Posted by R. Berg on November 19, 2002

In Reply to: Moreover posted by TheFallen on November 18, 2002

: : : I found it very bothersome to have to scan thru a post that is repeated 10 times to get to the current statement.

: : : Why start at the end?

: : in a thread with ten posts you'd need to reload the page ten times to accomplish what you could with a single click - and more if you wanted to review a previous post. Call me lazy and slothful but I would far rather scroll down a bit than have to labouriously load and reload each post. I find it infuriating and I have DSL. I can't imagine what people with dial-up connections endure.

: : It's not just a technical issue either. It is a far more efficient way to do things. Posters have ready access to previous posts so they tend to be more accurate in their replies. What happened in this thread is an excellent example of why preserving the replies is useful. Besides that it's just shows more consideration to fellow contributors.

: The point is that you absolutely *don't* have to scan through any repeated post - you just view the latest post in the list. This instantly gives you access to *all* the posts on the current topic and in historical order - provided nobody's deleted anything. Far more efficient, as Ms. Camel points out.

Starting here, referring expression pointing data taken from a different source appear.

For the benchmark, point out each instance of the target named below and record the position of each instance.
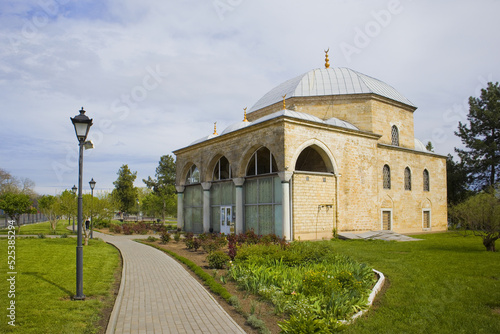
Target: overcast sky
(156, 75)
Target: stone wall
(313, 206)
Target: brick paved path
(157, 295)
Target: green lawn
(44, 228)
(46, 281)
(443, 284)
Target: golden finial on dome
(245, 115)
(327, 64)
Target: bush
(256, 323)
(165, 237)
(127, 229)
(115, 228)
(196, 243)
(177, 237)
(217, 260)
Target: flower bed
(316, 287)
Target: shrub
(256, 323)
(115, 228)
(127, 229)
(196, 243)
(165, 237)
(140, 228)
(217, 260)
(177, 237)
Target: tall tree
(16, 204)
(163, 186)
(125, 193)
(481, 215)
(457, 181)
(482, 138)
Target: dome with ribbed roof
(330, 81)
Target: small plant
(177, 237)
(257, 323)
(196, 243)
(217, 260)
(165, 237)
(115, 228)
(235, 302)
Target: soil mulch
(250, 304)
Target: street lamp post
(82, 125)
(73, 190)
(92, 186)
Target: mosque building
(332, 150)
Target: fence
(25, 219)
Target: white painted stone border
(378, 286)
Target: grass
(46, 281)
(446, 283)
(39, 228)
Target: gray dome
(330, 81)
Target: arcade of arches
(314, 165)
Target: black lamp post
(82, 125)
(73, 190)
(92, 186)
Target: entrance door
(226, 220)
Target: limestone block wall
(237, 147)
(313, 209)
(407, 205)
(353, 155)
(386, 115)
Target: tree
(50, 206)
(9, 183)
(68, 204)
(125, 193)
(163, 187)
(429, 147)
(457, 181)
(482, 138)
(481, 215)
(16, 204)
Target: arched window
(262, 162)
(222, 170)
(427, 183)
(407, 179)
(387, 177)
(193, 175)
(395, 136)
(310, 160)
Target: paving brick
(157, 295)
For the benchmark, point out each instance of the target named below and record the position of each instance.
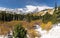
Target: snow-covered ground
(53, 33)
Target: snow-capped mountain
(27, 9)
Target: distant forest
(29, 17)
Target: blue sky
(23, 3)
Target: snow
(53, 33)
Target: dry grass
(7, 26)
(46, 26)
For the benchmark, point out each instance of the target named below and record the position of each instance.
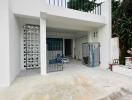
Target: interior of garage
(62, 44)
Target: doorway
(68, 47)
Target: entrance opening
(31, 46)
(68, 47)
(91, 54)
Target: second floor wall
(33, 8)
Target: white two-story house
(46, 34)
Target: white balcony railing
(81, 5)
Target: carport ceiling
(75, 33)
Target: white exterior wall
(4, 43)
(43, 48)
(9, 42)
(14, 45)
(78, 46)
(114, 48)
(26, 8)
(104, 36)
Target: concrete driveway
(76, 82)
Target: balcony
(82, 5)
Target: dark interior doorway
(68, 47)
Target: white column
(73, 48)
(43, 47)
(4, 44)
(63, 46)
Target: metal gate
(54, 54)
(91, 54)
(31, 42)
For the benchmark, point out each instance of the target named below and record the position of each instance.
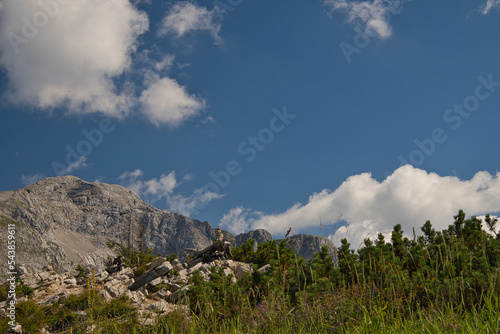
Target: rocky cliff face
(64, 221)
(260, 236)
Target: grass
(442, 282)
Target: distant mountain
(64, 221)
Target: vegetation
(441, 282)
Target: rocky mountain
(260, 236)
(64, 221)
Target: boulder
(151, 274)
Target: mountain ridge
(64, 221)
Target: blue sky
(258, 114)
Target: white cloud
(409, 197)
(29, 179)
(187, 17)
(164, 188)
(167, 102)
(374, 15)
(66, 54)
(490, 4)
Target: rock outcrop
(64, 221)
(159, 291)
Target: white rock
(156, 281)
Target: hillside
(64, 221)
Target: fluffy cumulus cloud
(73, 55)
(373, 15)
(66, 53)
(165, 101)
(409, 197)
(490, 4)
(186, 17)
(164, 187)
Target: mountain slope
(64, 221)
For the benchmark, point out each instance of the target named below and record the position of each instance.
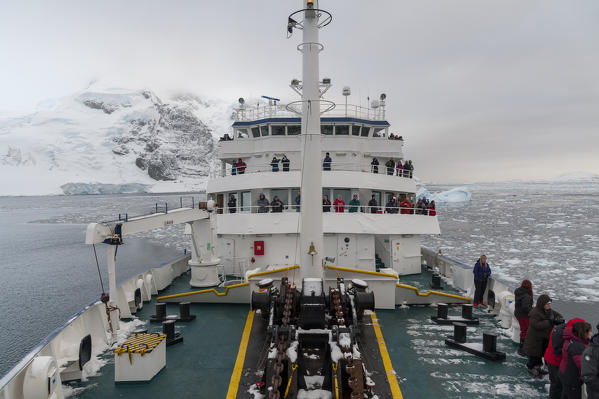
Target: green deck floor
(201, 366)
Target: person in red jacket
(339, 204)
(431, 209)
(553, 357)
(576, 340)
(405, 207)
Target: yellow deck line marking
(206, 291)
(393, 384)
(346, 269)
(433, 292)
(236, 376)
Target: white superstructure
(364, 237)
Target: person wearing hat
(590, 367)
(553, 357)
(354, 204)
(542, 320)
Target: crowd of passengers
(392, 167)
(569, 350)
(401, 206)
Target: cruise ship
(283, 294)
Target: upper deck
(274, 130)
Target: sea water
(548, 233)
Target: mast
(311, 232)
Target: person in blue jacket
(481, 271)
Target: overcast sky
(481, 90)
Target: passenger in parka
(576, 339)
(590, 367)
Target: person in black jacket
(390, 164)
(285, 162)
(276, 205)
(326, 204)
(374, 165)
(523, 306)
(542, 320)
(576, 340)
(589, 367)
(373, 205)
(232, 204)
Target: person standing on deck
(285, 162)
(275, 164)
(262, 204)
(553, 357)
(232, 204)
(298, 201)
(523, 306)
(339, 204)
(354, 204)
(326, 204)
(589, 367)
(576, 340)
(276, 205)
(481, 271)
(542, 320)
(374, 165)
(326, 162)
(390, 164)
(372, 204)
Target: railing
(347, 208)
(334, 166)
(280, 111)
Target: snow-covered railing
(347, 208)
(334, 166)
(250, 113)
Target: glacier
(112, 140)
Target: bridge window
(342, 130)
(277, 130)
(294, 130)
(377, 132)
(246, 201)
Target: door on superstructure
(347, 251)
(227, 254)
(220, 202)
(246, 201)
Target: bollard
(467, 311)
(184, 312)
(436, 281)
(442, 311)
(160, 313)
(168, 328)
(489, 342)
(459, 332)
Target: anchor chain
(353, 366)
(282, 344)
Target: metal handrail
(335, 166)
(251, 113)
(290, 208)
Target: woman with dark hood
(523, 306)
(576, 340)
(263, 204)
(542, 320)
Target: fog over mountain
(106, 140)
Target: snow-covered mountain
(111, 140)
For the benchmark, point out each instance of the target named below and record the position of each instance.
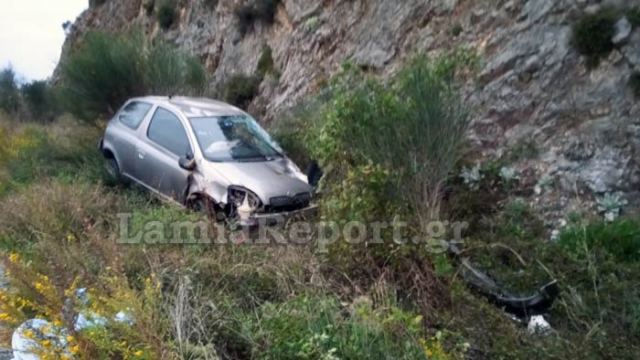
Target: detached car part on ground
(206, 155)
(522, 306)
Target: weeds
(9, 95)
(592, 35)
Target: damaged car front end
(206, 155)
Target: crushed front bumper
(271, 219)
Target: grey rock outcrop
(532, 87)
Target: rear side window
(167, 131)
(133, 114)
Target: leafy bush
(107, 69)
(170, 72)
(9, 95)
(592, 35)
(620, 239)
(166, 14)
(40, 100)
(255, 10)
(240, 90)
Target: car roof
(193, 106)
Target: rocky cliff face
(579, 128)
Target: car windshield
(233, 138)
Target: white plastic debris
(24, 340)
(24, 345)
(538, 325)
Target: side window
(167, 131)
(133, 114)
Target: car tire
(114, 176)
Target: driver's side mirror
(187, 162)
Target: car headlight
(237, 195)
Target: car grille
(289, 203)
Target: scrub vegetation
(59, 233)
(108, 69)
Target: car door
(123, 134)
(158, 154)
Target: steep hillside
(571, 129)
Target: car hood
(267, 179)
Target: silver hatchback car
(205, 155)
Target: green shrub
(620, 239)
(9, 95)
(108, 69)
(170, 72)
(413, 128)
(634, 83)
(255, 10)
(40, 100)
(240, 90)
(166, 14)
(592, 35)
(265, 63)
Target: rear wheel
(113, 171)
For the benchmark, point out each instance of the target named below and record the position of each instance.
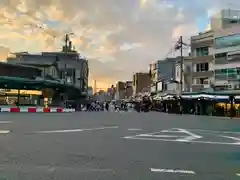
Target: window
(220, 55)
(227, 41)
(202, 67)
(201, 81)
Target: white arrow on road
(4, 131)
(189, 138)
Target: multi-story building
(226, 18)
(70, 68)
(141, 82)
(226, 25)
(128, 89)
(227, 58)
(202, 60)
(163, 69)
(120, 90)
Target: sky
(118, 37)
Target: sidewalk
(31, 109)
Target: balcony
(199, 59)
(202, 74)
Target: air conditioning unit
(230, 86)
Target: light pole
(66, 40)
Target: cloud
(4, 53)
(118, 36)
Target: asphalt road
(121, 146)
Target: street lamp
(66, 51)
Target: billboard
(153, 88)
(160, 86)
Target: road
(121, 146)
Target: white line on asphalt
(133, 129)
(4, 131)
(172, 171)
(214, 131)
(76, 130)
(172, 140)
(159, 136)
(5, 122)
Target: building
(214, 54)
(22, 71)
(120, 90)
(69, 68)
(141, 82)
(226, 18)
(128, 89)
(90, 91)
(227, 58)
(202, 60)
(163, 69)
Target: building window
(229, 73)
(202, 67)
(227, 41)
(201, 81)
(202, 51)
(220, 56)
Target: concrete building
(202, 60)
(141, 82)
(120, 90)
(227, 58)
(90, 91)
(22, 71)
(202, 69)
(163, 69)
(128, 89)
(225, 18)
(70, 68)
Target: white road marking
(5, 122)
(191, 136)
(170, 140)
(76, 130)
(214, 131)
(159, 136)
(172, 171)
(4, 131)
(134, 129)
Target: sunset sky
(119, 37)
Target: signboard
(153, 88)
(47, 92)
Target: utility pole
(181, 64)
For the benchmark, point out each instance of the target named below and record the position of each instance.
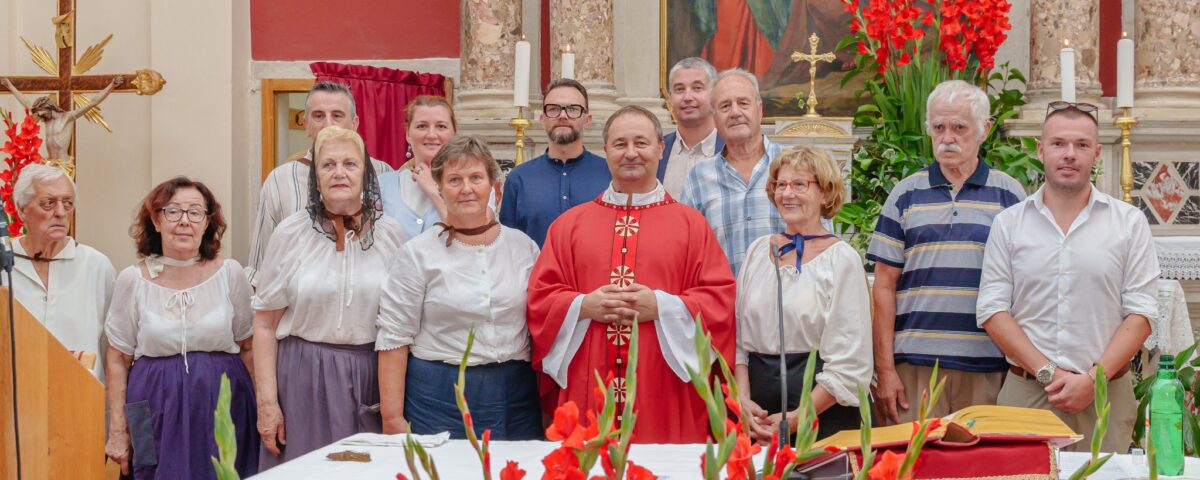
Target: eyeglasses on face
(174, 214)
(573, 111)
(799, 186)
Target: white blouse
(330, 297)
(75, 304)
(826, 306)
(436, 294)
(148, 319)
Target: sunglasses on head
(1059, 106)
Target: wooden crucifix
(69, 79)
(813, 58)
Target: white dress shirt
(437, 293)
(1069, 291)
(330, 297)
(155, 321)
(285, 192)
(683, 157)
(75, 305)
(675, 328)
(827, 306)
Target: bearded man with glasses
(540, 190)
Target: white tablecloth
(457, 461)
(1173, 328)
(1179, 257)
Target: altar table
(457, 461)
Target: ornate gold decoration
(809, 126)
(148, 82)
(627, 226)
(93, 115)
(520, 123)
(813, 58)
(64, 30)
(90, 57)
(1126, 123)
(66, 166)
(42, 58)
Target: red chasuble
(665, 246)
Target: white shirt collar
(707, 147)
(618, 198)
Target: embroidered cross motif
(619, 334)
(627, 226)
(622, 276)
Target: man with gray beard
(928, 250)
(540, 190)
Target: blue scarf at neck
(798, 245)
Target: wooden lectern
(61, 406)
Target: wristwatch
(1047, 372)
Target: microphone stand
(6, 262)
(784, 431)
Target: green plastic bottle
(1167, 418)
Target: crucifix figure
(69, 81)
(813, 58)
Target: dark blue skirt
(501, 396)
(175, 408)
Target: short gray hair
(694, 63)
(331, 88)
(31, 175)
(949, 91)
(743, 73)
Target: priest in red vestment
(631, 258)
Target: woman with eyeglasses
(317, 303)
(826, 305)
(181, 317)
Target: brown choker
(342, 223)
(467, 232)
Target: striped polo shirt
(936, 237)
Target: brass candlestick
(520, 123)
(1126, 123)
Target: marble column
(1051, 22)
(587, 25)
(1168, 57)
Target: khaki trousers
(1019, 391)
(961, 390)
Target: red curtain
(381, 96)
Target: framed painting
(760, 36)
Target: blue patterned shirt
(540, 190)
(936, 235)
(738, 211)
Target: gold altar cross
(813, 58)
(67, 76)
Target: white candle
(1125, 72)
(568, 63)
(1067, 61)
(521, 77)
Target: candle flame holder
(520, 124)
(1126, 123)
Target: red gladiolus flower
(567, 427)
(562, 465)
(887, 467)
(635, 472)
(511, 472)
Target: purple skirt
(180, 407)
(325, 391)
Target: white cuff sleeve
(677, 335)
(567, 343)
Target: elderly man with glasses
(540, 190)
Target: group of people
(364, 282)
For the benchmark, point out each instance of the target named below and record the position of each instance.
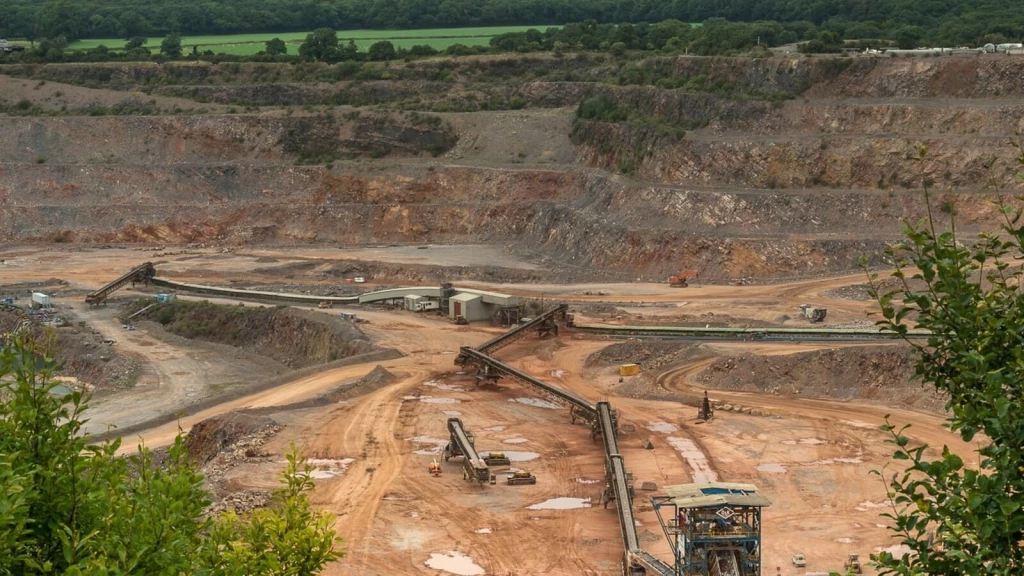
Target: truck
(496, 459)
(813, 315)
(6, 47)
(520, 478)
(424, 305)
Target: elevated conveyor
(580, 408)
(636, 562)
(142, 274)
(545, 322)
(781, 335)
(461, 445)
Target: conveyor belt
(755, 334)
(516, 333)
(473, 461)
(141, 273)
(566, 397)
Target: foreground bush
(71, 507)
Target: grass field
(245, 44)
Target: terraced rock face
(759, 187)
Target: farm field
(243, 44)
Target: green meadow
(245, 44)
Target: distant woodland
(948, 23)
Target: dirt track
(810, 456)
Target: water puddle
(664, 427)
(563, 503)
(695, 459)
(858, 424)
(326, 468)
(804, 441)
(432, 400)
(437, 445)
(771, 468)
(898, 550)
(521, 456)
(454, 563)
(537, 403)
(830, 461)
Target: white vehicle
(427, 305)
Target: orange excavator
(681, 280)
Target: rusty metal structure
(142, 274)
(714, 528)
(706, 412)
(603, 422)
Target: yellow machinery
(629, 370)
(681, 280)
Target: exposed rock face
(760, 187)
(209, 438)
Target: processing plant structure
(714, 528)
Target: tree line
(935, 22)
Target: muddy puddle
(695, 459)
(537, 403)
(434, 446)
(326, 468)
(454, 563)
(562, 503)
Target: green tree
(321, 44)
(171, 46)
(956, 520)
(382, 50)
(71, 507)
(276, 47)
(135, 42)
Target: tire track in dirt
(368, 433)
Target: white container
(42, 299)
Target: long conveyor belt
(634, 557)
(758, 334)
(516, 333)
(475, 467)
(584, 407)
(141, 273)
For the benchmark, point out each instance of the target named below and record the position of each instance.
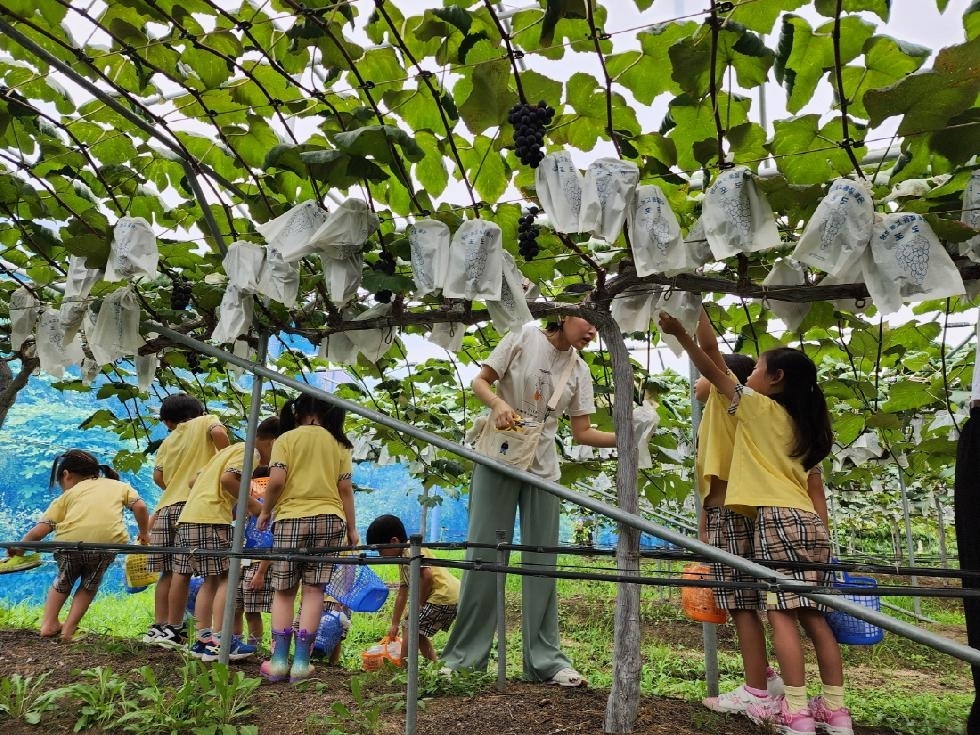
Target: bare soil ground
(283, 709)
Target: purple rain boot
(277, 667)
(301, 658)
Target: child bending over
(89, 509)
(438, 589)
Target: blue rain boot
(277, 667)
(301, 659)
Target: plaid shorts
(208, 536)
(433, 618)
(89, 566)
(734, 533)
(310, 532)
(164, 533)
(793, 535)
(250, 600)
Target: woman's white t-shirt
(528, 366)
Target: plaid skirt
(793, 535)
(310, 532)
(734, 533)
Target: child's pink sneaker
(782, 720)
(737, 701)
(831, 721)
(774, 682)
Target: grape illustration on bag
(907, 263)
(737, 218)
(838, 233)
(475, 262)
(655, 234)
(559, 186)
(428, 240)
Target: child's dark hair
(180, 407)
(79, 463)
(384, 528)
(803, 399)
(306, 406)
(269, 428)
(740, 365)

Here's another reason. Posts aren't only for current use: they get archived. Anyone searching the archives for a particular word or words--and that often means me, when I want to find a previous discussion for somebody who asked without checking the archives--will benefit if a question and its answer are on the same page. Providing two links, one to the archived question and one to the archived answer, requires posting twice and generally makes more work . Remember, I'm doing a stranger a favor at such times, and I'd like to do it as easily as I can.

Often someone posts one of the standard proposed origins of "the Whole nine yards" here, for example, as if it had been proved. Then one or more of the regulars posts a follow-up saying "But that isn't known." Some innocent might come along, find that first post in the archive and not read the follow-up, and assume that the person who posted was right. Following up without deleting the question creates an archived entry marked by more stars, which is more likely to be read. Following up AND deleting the question creates an archived entry with fewer stars--and one that doesn't make sense, as it consists of an answer without a question.

Long threads created by several discussants who offer conflicting opinions should be kept intact, for the same reason, only more so.